Faut-il croire à la refondation sociale ?

Débat | publié le : 01.01.2001 |

Refondation, acte II : après avoir évité un échec sur l'assurance chômage, le round de négociations engagé entre le Medef et les syndicats aborde d'autres sujets tout aussi explosifs, comme l'avenir des retraites complémentaires ou les rapports entre la loi et l'accord collectif. Ce reengineering de notre système social peut-il aboutir sans que l'État y soit associé ? Réponse d'un expert et de deux acteurs de premier plan.

« La refondation va redonner à la démocratie sociale une légitimité pleine et entière. »

DENIS GAUTIER-SAUVAGNAC Vice-président délégué général de l'UIMM.

L'objectif de la refondation sociale est de permettre aux partenaires sociaux, patronat et syndicats, de se réapproprier l'espace social et de l'organiser à partir d'une négociation collective, plutôt que de s'en remettre à l'intervention permanente de l'État, de ses lois et de ses règlements.

Il nous faut donc instaurer une nouvelle culture de négociation. Culture assez nouvelle pour nous, Français, mais essentielle pour un pays qui ne fait pas grand cas de la société civile. Cette culture, nous l'avons encouragée afin d'éviter une régulation imposée par l'État. Les organisations syndicales s'y montrèrent attentives, conscientes sans doute, elles aussi, qu'il fallait décoloniser la société civile pour donner au dialogue social sa pleine vigueur.

Parmi les chantiers de la refondation sociale, certains ont déjà donné lieu à des réflexions approfondies. Mais l'un d'entre eux, de façon assez naturelle, a mûri plus vite que les autres : c'est celui de l'assurance chômage. Le 14 juin 2000 fut donc conclu un accord novateur fondé sur la logique du retour à l'emploi. Ce texte, signé par le Medef, la CGPME, l'UPA, d'une part ; la CFDT, la CFTC et la CGC, d'autre part, est un texte fondateur. C'est pourquoi il dérange tant. Pourtant, à y regarder de près, il constitue un pas décisif vers une démocratie sociale apaisée.

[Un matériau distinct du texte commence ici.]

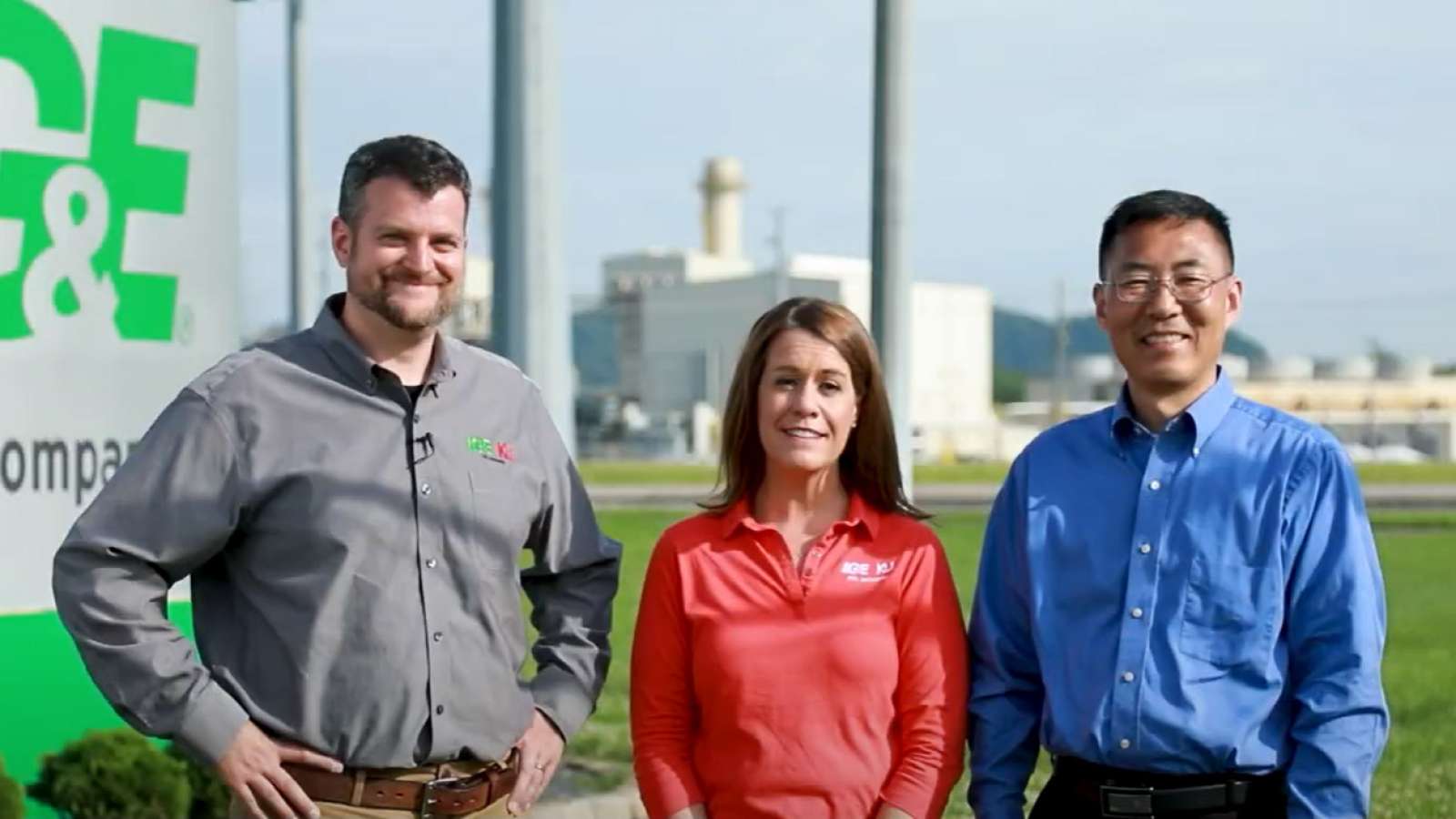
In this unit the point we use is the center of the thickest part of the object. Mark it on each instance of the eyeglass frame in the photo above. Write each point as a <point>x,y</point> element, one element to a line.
<point>1162,285</point>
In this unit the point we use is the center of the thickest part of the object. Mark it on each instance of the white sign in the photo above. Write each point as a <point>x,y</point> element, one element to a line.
<point>118,245</point>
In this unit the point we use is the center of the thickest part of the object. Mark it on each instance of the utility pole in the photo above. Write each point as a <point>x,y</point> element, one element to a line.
<point>890,278</point>
<point>781,256</point>
<point>531,308</point>
<point>1059,356</point>
<point>302,283</point>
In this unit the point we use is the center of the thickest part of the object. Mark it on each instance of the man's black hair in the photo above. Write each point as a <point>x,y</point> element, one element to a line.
<point>1157,206</point>
<point>427,165</point>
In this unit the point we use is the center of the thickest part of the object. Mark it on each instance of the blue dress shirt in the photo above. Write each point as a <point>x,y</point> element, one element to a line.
<point>1203,599</point>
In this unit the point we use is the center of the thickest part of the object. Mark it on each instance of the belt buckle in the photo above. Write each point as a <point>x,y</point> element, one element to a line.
<point>1127,802</point>
<point>427,796</point>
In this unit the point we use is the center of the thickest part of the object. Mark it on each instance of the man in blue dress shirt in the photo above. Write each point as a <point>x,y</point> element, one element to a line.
<point>1178,595</point>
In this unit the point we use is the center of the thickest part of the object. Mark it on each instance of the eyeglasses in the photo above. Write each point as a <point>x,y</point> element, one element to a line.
<point>1142,288</point>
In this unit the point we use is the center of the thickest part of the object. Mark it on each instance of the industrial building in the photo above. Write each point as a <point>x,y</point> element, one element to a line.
<point>683,315</point>
<point>1380,409</point>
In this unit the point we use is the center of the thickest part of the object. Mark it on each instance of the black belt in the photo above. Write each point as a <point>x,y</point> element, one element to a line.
<point>1133,793</point>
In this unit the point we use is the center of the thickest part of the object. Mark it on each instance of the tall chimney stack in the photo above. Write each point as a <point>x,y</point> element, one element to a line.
<point>723,210</point>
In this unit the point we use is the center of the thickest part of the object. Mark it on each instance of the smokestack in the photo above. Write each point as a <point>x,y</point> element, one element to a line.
<point>723,217</point>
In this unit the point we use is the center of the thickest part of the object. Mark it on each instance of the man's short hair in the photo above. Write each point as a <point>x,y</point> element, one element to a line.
<point>427,165</point>
<point>1157,206</point>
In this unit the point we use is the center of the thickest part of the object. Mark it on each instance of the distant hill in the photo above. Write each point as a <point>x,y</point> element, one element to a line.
<point>1026,344</point>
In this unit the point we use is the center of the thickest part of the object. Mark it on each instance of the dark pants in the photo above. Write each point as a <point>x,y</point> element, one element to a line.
<point>1070,793</point>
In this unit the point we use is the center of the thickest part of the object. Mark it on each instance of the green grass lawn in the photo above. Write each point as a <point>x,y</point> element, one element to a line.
<point>650,472</point>
<point>50,700</point>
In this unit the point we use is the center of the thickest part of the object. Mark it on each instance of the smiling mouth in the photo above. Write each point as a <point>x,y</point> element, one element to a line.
<point>1164,339</point>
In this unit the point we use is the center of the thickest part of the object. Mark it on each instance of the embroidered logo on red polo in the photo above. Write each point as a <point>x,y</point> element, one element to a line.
<point>866,571</point>
<point>494,450</point>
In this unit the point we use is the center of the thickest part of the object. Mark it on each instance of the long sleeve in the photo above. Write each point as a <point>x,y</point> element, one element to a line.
<point>662,709</point>
<point>167,511</point>
<point>931,693</point>
<point>1006,691</point>
<point>571,584</point>
<point>1337,636</point>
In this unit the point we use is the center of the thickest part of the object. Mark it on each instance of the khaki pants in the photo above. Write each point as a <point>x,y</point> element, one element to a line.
<point>337,811</point>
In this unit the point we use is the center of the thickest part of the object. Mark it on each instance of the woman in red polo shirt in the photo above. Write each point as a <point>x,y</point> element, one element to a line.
<point>800,647</point>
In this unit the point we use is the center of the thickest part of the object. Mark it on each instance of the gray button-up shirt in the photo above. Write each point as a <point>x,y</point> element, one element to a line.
<point>354,560</point>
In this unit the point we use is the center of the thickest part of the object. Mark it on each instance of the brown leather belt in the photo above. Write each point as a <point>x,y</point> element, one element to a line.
<point>449,796</point>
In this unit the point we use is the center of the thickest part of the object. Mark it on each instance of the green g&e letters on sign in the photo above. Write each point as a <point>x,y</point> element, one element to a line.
<point>73,210</point>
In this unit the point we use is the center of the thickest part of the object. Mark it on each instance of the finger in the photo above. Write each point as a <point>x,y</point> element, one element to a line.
<point>290,790</point>
<point>306,756</point>
<point>538,785</point>
<point>519,800</point>
<point>269,799</point>
<point>251,806</point>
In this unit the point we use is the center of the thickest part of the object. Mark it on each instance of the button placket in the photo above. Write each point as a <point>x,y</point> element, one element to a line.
<point>1142,581</point>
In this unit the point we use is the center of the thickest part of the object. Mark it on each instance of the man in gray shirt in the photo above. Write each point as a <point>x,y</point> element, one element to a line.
<point>351,503</point>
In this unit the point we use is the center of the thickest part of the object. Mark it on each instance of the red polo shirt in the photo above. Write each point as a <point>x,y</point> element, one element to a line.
<point>766,691</point>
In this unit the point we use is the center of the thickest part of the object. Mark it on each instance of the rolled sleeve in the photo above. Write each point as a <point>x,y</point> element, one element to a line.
<point>931,691</point>
<point>662,700</point>
<point>113,573</point>
<point>1337,639</point>
<point>571,584</point>
<point>1006,691</point>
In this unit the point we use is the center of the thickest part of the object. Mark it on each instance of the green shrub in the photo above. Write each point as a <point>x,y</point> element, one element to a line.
<point>114,774</point>
<point>12,799</point>
<point>210,794</point>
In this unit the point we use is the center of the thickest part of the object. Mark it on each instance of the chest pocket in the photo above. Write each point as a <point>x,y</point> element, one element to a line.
<point>1230,612</point>
<point>502,513</point>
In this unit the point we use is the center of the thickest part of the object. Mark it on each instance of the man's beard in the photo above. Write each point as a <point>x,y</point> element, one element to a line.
<point>378,302</point>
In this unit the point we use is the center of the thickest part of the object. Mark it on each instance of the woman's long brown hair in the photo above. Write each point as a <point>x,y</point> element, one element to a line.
<point>870,464</point>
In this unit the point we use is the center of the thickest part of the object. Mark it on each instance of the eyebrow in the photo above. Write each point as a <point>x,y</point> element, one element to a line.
<point>1143,267</point>
<point>797,370</point>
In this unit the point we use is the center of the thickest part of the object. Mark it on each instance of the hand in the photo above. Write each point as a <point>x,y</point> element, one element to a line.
<point>252,768</point>
<point>541,748</point>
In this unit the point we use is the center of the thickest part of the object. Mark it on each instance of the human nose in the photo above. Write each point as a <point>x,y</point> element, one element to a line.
<point>803,401</point>
<point>417,257</point>
<point>1162,300</point>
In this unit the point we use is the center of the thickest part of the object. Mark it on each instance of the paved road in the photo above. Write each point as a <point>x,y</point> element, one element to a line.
<point>980,496</point>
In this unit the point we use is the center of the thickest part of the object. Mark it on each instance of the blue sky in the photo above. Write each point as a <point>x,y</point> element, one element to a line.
<point>1324,128</point>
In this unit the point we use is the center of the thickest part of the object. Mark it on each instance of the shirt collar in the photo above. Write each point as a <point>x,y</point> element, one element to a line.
<point>347,353</point>
<point>1205,413</point>
<point>858,513</point>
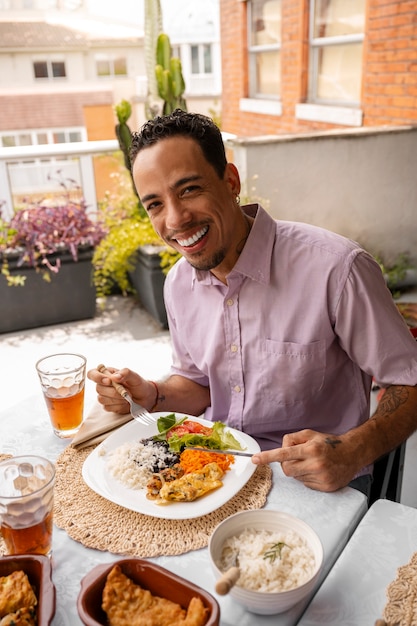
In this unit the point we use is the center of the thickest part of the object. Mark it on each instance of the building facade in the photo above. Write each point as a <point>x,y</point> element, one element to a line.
<point>294,66</point>
<point>62,69</point>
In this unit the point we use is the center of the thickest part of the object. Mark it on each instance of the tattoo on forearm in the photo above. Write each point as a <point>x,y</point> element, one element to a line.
<point>394,397</point>
<point>332,442</point>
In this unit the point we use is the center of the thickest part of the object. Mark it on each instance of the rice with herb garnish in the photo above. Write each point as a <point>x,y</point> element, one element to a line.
<point>269,561</point>
<point>134,463</point>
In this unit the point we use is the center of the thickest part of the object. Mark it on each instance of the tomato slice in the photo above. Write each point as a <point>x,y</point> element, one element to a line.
<point>188,427</point>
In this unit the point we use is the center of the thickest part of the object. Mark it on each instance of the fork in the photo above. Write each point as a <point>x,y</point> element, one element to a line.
<point>137,411</point>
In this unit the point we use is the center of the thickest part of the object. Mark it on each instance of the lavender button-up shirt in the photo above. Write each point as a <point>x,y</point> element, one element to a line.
<point>294,338</point>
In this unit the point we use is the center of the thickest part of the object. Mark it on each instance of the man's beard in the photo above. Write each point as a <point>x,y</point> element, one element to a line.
<point>205,265</point>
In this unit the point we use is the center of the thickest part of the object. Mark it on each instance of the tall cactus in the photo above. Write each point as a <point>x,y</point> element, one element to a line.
<point>153,27</point>
<point>123,111</point>
<point>168,72</point>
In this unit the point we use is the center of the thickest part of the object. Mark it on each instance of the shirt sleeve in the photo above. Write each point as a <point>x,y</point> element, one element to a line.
<point>182,363</point>
<point>370,328</point>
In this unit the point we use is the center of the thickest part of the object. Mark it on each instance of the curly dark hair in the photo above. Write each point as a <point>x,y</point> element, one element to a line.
<point>194,125</point>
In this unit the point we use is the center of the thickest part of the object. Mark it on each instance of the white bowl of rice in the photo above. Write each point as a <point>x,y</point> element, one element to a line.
<point>278,555</point>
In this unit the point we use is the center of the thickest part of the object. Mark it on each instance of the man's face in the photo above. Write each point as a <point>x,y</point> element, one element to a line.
<point>190,207</point>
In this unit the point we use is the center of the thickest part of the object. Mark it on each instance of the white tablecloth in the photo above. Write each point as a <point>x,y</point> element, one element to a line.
<point>354,592</point>
<point>26,428</point>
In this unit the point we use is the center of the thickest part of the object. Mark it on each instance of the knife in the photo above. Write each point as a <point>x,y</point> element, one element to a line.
<point>234,452</point>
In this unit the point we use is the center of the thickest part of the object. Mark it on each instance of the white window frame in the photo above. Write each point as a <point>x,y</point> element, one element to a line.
<point>258,103</point>
<point>49,60</point>
<point>49,132</point>
<point>253,50</point>
<point>201,49</point>
<point>320,110</point>
<point>110,59</point>
<point>316,45</point>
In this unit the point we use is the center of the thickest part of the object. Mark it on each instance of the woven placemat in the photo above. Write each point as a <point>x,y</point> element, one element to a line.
<point>401,607</point>
<point>97,523</point>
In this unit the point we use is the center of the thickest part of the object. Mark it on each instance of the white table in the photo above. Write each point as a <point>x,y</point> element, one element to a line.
<point>354,592</point>
<point>26,428</point>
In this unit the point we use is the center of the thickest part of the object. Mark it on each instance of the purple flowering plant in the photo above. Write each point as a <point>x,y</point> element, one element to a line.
<point>41,229</point>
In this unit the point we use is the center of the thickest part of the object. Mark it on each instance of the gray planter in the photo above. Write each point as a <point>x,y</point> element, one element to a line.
<point>148,281</point>
<point>69,296</point>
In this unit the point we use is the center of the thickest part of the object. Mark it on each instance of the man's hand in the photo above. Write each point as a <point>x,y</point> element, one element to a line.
<point>320,461</point>
<point>141,390</point>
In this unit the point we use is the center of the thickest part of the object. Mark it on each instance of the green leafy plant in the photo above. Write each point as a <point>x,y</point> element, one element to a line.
<point>128,227</point>
<point>275,551</point>
<point>395,271</point>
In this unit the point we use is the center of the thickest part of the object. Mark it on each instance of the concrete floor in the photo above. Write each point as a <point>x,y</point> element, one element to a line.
<point>121,334</point>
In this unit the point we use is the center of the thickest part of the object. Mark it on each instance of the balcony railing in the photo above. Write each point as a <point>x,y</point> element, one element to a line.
<point>40,170</point>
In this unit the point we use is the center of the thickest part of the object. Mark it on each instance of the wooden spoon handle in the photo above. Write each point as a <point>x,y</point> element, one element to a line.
<point>102,368</point>
<point>227,581</point>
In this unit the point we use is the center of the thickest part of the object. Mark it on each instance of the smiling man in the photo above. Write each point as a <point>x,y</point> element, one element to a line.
<point>277,327</point>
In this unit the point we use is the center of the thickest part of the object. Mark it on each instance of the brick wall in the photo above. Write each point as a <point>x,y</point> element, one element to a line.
<point>390,63</point>
<point>389,70</point>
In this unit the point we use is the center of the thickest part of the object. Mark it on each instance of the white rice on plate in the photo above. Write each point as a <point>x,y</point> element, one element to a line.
<point>133,463</point>
<point>293,565</point>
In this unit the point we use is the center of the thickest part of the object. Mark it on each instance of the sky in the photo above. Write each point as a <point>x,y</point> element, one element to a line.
<point>126,17</point>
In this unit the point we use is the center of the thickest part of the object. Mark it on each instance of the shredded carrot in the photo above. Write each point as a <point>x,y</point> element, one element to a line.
<point>192,460</point>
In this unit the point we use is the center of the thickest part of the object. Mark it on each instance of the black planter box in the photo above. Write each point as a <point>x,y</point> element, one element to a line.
<point>69,296</point>
<point>148,281</point>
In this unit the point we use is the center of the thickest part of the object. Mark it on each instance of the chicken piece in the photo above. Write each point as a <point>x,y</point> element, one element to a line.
<point>194,485</point>
<point>159,479</point>
<point>15,593</point>
<point>22,617</point>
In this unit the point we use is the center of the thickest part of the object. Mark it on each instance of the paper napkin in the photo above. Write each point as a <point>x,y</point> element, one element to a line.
<point>98,425</point>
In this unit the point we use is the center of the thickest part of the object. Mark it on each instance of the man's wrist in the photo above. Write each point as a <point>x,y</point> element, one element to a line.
<point>155,404</point>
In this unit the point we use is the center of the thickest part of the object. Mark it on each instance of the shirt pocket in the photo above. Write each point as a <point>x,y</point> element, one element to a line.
<point>292,372</point>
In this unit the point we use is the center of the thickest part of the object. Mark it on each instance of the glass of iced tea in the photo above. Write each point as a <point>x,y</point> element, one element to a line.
<point>62,379</point>
<point>26,504</point>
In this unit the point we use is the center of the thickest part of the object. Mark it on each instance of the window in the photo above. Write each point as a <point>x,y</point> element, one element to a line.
<point>61,135</point>
<point>264,45</point>
<point>336,41</point>
<point>107,65</point>
<point>49,69</point>
<point>201,59</point>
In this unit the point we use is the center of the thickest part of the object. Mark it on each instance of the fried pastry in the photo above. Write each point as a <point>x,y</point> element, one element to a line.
<point>16,593</point>
<point>22,617</point>
<point>127,604</point>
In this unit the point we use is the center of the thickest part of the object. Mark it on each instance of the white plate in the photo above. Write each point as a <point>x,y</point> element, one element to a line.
<point>99,479</point>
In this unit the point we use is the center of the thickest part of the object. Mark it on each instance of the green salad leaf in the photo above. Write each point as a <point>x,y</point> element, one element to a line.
<point>220,439</point>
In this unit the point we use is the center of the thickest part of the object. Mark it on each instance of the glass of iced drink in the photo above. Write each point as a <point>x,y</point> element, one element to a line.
<point>26,504</point>
<point>62,379</point>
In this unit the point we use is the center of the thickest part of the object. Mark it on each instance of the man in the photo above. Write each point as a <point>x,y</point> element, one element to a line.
<point>277,327</point>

Fondé sur une logique de contrat, il repose sur un équilibre entre, d'une part, les droits des chômeurs, leurs devoirs et leurs engagements, et, d'autre part, les obligations du régime à leur égard. Il ne suffit pas de cotiser pour être indemnisé, il faut aussi que le chômeur s'engage à rechercher activement un emploi et le montre par ses démarches.

Le Pare (plan d'aide au retour à l'emploi) et le PAP (projet d'action personnalisé) instituent, pour la première fois, un suivi personnalisé. Des prestations de formation « qualifiante, diplômante » et une aide à la mobilité géographique pourront être proposées aux chômeurs.

Cette réforme profite d'abord aux demandeurs d'emploi, dont les indemnités sont relevées de 20 à 30 % par la suppression de la dégressivité, et est tout entière au service de l'emploi. Par la baisse de cotisations, les salariés verront leur pouvoir d'achat progresser, et les entreprises bénéficieront d'un allégement de charges. Bref, c'est un accord qui garantit des droits collectifs et apporte de nouveaux services aux chômeurs pour accroître leurs chances de retrouver un emploi.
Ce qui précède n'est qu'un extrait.